In order to identify those aborted job submissions, a Job FSM is run inside the instance operator, which reacts to the notifications regarding the creations of all the Job dependent resources. In the Job CRD spec, a field named "phase" is used to indicate the job submission state. When all the dependent resources of a Job are created, the Job phase is transited from "Submission" to "Submitted". Hence, when the job controller reacts to the addition event of a Job CRD that was created before, the job controller first checks its phase. If the job phase has not been transited to "Submitted", the job controller will retry to complete the submission.
The challenge becomes how to clean up the Job dependent resources created in the previous submission: do we only create the remaining resources that were left from the previous submission? Or do we delete all the old resources and start a fresh job submission? Think of the scenario that a job needs to create 5 ProcessingElements (PEs), but only three Pods were created in the previous submission just before the failure happened. When the instance operator comes back again, those three Pods can be in any nondeterministic state, and as a result the corresponding PE CRD maybe modifided to reflect the changes in connectivity or restart count. To complete the job submission, those three stale Pods need to be deleted.
The first approach is to delete the Pods created in the previous submission and re-create all other resources.
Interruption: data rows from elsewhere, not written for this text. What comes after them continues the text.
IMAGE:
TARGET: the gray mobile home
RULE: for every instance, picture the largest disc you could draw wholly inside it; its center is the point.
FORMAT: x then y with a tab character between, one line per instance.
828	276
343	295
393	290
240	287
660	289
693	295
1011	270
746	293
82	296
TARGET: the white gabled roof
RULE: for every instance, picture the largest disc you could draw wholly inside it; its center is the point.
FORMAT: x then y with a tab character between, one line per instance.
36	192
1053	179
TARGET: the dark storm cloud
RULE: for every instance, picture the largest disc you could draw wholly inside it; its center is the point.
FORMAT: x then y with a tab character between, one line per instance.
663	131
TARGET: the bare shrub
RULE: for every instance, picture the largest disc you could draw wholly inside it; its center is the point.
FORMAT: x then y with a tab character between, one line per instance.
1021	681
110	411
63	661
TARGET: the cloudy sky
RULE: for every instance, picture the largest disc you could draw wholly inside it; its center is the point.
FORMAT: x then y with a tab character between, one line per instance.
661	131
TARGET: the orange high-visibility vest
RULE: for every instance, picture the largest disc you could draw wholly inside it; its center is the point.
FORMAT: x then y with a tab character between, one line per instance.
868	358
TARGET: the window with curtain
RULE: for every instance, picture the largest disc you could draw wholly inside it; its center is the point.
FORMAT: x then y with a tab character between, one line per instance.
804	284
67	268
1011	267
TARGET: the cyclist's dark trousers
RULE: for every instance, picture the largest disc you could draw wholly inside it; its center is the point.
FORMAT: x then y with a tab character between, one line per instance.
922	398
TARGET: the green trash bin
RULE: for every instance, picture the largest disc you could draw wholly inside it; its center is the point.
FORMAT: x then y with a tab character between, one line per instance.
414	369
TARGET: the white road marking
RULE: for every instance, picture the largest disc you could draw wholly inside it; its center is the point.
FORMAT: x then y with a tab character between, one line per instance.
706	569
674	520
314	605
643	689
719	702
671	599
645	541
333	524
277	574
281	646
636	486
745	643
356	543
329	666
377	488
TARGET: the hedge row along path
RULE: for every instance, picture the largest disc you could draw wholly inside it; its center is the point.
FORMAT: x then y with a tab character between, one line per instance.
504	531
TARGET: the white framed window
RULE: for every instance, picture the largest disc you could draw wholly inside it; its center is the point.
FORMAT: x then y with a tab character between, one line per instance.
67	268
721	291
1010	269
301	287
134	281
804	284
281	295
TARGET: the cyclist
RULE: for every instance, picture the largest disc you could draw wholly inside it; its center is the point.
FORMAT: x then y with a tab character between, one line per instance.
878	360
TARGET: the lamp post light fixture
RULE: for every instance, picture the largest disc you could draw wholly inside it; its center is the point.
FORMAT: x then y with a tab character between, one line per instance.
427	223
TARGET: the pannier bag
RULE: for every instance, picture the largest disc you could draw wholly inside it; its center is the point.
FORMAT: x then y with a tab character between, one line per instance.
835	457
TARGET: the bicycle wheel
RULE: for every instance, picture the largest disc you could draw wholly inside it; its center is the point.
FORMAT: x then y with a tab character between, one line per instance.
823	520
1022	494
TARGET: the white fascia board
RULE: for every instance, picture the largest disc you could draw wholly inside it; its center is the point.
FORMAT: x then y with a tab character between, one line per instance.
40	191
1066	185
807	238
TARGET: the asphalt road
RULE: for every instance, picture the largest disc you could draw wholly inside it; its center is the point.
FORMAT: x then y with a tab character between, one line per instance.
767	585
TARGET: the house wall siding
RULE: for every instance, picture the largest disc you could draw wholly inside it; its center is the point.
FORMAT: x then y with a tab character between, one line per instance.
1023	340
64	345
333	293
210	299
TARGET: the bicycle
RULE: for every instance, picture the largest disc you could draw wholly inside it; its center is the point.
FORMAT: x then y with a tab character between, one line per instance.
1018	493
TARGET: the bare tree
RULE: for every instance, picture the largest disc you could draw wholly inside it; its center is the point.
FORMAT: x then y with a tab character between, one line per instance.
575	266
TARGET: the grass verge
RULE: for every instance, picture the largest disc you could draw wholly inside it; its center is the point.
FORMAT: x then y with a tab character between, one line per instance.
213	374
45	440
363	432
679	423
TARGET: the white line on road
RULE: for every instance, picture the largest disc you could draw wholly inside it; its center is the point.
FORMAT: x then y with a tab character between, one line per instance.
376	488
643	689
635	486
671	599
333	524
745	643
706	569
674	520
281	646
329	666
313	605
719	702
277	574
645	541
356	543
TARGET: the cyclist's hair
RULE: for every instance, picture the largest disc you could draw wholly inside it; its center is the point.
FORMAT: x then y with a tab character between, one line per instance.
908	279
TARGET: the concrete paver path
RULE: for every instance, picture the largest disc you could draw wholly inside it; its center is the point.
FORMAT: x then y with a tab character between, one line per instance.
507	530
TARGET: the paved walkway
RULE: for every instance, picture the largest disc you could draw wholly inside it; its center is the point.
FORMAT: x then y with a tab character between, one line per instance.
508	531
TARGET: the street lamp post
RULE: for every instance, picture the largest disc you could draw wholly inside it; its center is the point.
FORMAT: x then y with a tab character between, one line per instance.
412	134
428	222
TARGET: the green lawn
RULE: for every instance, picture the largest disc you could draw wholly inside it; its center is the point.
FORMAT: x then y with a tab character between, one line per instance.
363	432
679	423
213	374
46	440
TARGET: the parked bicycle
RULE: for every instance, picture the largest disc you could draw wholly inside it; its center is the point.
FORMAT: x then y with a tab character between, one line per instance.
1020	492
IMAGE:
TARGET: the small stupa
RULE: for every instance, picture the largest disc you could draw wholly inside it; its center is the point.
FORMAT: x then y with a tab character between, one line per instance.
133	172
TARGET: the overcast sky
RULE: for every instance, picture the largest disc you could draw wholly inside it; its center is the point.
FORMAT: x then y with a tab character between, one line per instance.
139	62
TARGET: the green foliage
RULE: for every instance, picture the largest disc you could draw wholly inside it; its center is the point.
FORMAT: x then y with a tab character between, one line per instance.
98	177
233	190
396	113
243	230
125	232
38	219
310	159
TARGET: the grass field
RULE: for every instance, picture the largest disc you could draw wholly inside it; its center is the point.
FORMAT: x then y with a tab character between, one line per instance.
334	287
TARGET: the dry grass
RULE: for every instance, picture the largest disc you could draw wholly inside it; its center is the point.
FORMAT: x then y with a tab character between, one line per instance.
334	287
However, it requires complex bookkeeping to manipulate states:
-
Delete pods that were created prior to the restart. However, in order to handle voluntary deletion of pods from users, the Pod controller will re-create the deleted pod if the corresponding job still exists. Hence, special label needs to be given to those pods to bypass the re-creation. A natural follow-up question is that given we need to re-create the Pods anyway, why bypassing the re-creation here? The reason is that creation of Pod requires the configmap that stores the aadl to be updated. Pod created at this stage may just grab the stale aadl from the configmap.
-
Create Pod using the right version of ProcessingElement CRD. The ProcessingElement controller takes the responsibility to create Pod when reacting to the addition or modification event of the ProcessingElement (PE) CRDs. For failure handling, we need to differentiate if the PE CRDs are created before the restart or not. PE CRD created before the restart may contain stale states which should be discarded from creating Pods. Hence a special field in PE CRD is needed to differentiate those scenarios.
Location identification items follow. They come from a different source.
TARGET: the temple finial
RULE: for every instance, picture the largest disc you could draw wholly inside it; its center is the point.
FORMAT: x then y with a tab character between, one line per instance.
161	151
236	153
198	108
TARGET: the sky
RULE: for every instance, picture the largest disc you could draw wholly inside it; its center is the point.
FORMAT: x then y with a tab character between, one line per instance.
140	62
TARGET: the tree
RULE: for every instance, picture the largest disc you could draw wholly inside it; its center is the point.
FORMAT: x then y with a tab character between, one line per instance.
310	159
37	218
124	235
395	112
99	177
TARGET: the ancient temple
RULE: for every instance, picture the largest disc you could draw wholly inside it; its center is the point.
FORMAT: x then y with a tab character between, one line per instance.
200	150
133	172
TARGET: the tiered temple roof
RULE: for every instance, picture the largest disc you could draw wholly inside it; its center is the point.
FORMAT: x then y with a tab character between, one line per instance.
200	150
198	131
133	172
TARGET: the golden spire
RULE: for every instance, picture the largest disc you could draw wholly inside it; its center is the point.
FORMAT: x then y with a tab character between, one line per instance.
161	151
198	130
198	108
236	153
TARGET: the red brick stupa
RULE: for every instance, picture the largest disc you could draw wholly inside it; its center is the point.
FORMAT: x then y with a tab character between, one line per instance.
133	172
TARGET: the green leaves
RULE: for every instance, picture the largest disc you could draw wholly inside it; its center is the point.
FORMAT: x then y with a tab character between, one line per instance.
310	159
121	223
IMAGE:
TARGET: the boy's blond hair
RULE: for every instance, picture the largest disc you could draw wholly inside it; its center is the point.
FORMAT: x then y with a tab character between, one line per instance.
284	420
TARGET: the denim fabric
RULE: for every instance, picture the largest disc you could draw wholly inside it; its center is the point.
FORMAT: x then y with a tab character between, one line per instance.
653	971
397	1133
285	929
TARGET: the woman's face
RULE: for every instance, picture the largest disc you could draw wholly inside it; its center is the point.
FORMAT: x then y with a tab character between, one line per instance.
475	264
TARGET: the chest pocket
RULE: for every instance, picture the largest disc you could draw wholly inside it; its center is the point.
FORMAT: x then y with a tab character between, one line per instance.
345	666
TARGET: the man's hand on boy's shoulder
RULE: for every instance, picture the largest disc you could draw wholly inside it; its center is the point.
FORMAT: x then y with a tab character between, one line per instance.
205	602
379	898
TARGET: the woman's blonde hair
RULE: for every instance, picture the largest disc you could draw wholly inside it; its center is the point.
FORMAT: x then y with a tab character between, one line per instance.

The second approach is to delete the Job CRD whose submission has been interrupted and re-create a new one to complete its submission. Given that the resources that dependent on Job CRD have ownerReferences correctly set up, the deletion of the Job CRD triggers the deletion of all its dependents.
There are two cascading deletion options provided in Kubernetes: Foreground and Background. In the background deletion, Kubernetes deletes the Job CRD immediately and the garbage collector then deletes the dependents in the background. Hence, the deletion of the old resources happens concurrently with the addition of new resources, which may easily lead to risk condition if not handled carefully. Background deletion is the only deletion option exposed through kubectl and the Kubernetes java client.
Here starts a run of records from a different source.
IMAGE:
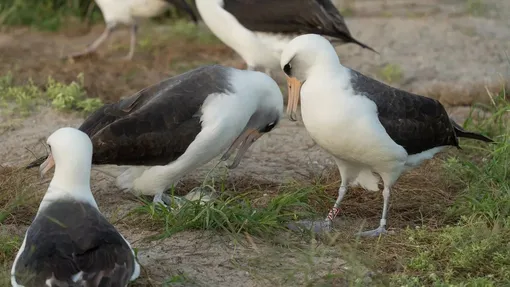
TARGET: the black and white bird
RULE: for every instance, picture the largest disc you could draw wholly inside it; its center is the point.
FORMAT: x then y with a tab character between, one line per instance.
372	130
171	128
127	12
70	243
258	30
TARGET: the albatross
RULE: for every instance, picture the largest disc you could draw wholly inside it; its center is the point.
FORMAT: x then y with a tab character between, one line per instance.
126	12
171	128
69	241
258	30
372	130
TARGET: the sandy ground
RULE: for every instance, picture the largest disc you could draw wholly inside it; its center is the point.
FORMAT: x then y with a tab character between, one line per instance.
438	45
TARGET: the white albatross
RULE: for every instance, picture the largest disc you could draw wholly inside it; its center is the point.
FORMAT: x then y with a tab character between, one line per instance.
372	130
70	242
177	125
127	12
258	30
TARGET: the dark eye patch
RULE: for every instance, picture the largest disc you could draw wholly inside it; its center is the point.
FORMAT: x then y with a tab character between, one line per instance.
287	68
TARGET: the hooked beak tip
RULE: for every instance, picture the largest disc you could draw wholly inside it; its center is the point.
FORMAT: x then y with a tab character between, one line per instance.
46	165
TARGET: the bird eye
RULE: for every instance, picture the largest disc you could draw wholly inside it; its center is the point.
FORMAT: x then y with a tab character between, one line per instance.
287	68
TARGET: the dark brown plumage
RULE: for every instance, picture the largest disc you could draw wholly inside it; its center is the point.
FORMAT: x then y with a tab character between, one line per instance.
156	125
415	122
292	17
59	245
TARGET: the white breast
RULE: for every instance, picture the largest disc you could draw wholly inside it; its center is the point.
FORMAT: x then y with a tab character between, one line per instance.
347	125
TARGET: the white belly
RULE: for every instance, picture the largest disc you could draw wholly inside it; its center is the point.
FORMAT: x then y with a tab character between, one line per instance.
348	128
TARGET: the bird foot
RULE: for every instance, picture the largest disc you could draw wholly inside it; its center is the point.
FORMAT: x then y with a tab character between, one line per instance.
315	226
162	199
126	58
78	55
373	233
126	180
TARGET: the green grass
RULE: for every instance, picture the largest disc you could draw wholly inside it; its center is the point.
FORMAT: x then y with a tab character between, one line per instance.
468	247
235	214
474	250
391	73
26	98
54	14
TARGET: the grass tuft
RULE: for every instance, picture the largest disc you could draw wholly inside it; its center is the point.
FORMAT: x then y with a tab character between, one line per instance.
24	99
391	73
234	214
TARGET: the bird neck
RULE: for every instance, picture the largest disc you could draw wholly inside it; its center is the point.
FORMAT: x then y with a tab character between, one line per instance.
71	176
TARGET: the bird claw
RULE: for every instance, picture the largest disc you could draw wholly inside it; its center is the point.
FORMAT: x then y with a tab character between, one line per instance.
315	226
162	199
373	233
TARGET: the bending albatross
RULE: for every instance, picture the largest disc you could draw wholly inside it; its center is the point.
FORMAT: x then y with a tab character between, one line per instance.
368	127
182	123
258	30
126	12
70	243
In the foreground deletion, Kubernetes first sets the “deletion in progress” state for Job CRD, the garbage collector deletes the dependents of Job CRD. Once the garbage collector has deleted all “blocking” dependents, it deletes the owner object. Foreground deletion option fits well with our needs. When the Job controller receives the deletion event of Job CRD, all its dependents are guaranteed to be deleted. At this point, all stale states have been cleaned up and a new Job CRD is created to recover the submission from failure.
Through the trial and error, we realize foregound deletion of Job CRD followed by recreation is the solution to handle failures during job submission. We also realize what is the missing from the Kubernetes client (exposing foreground deletion option) to contribute due to our extensive use of customresources and the operator model.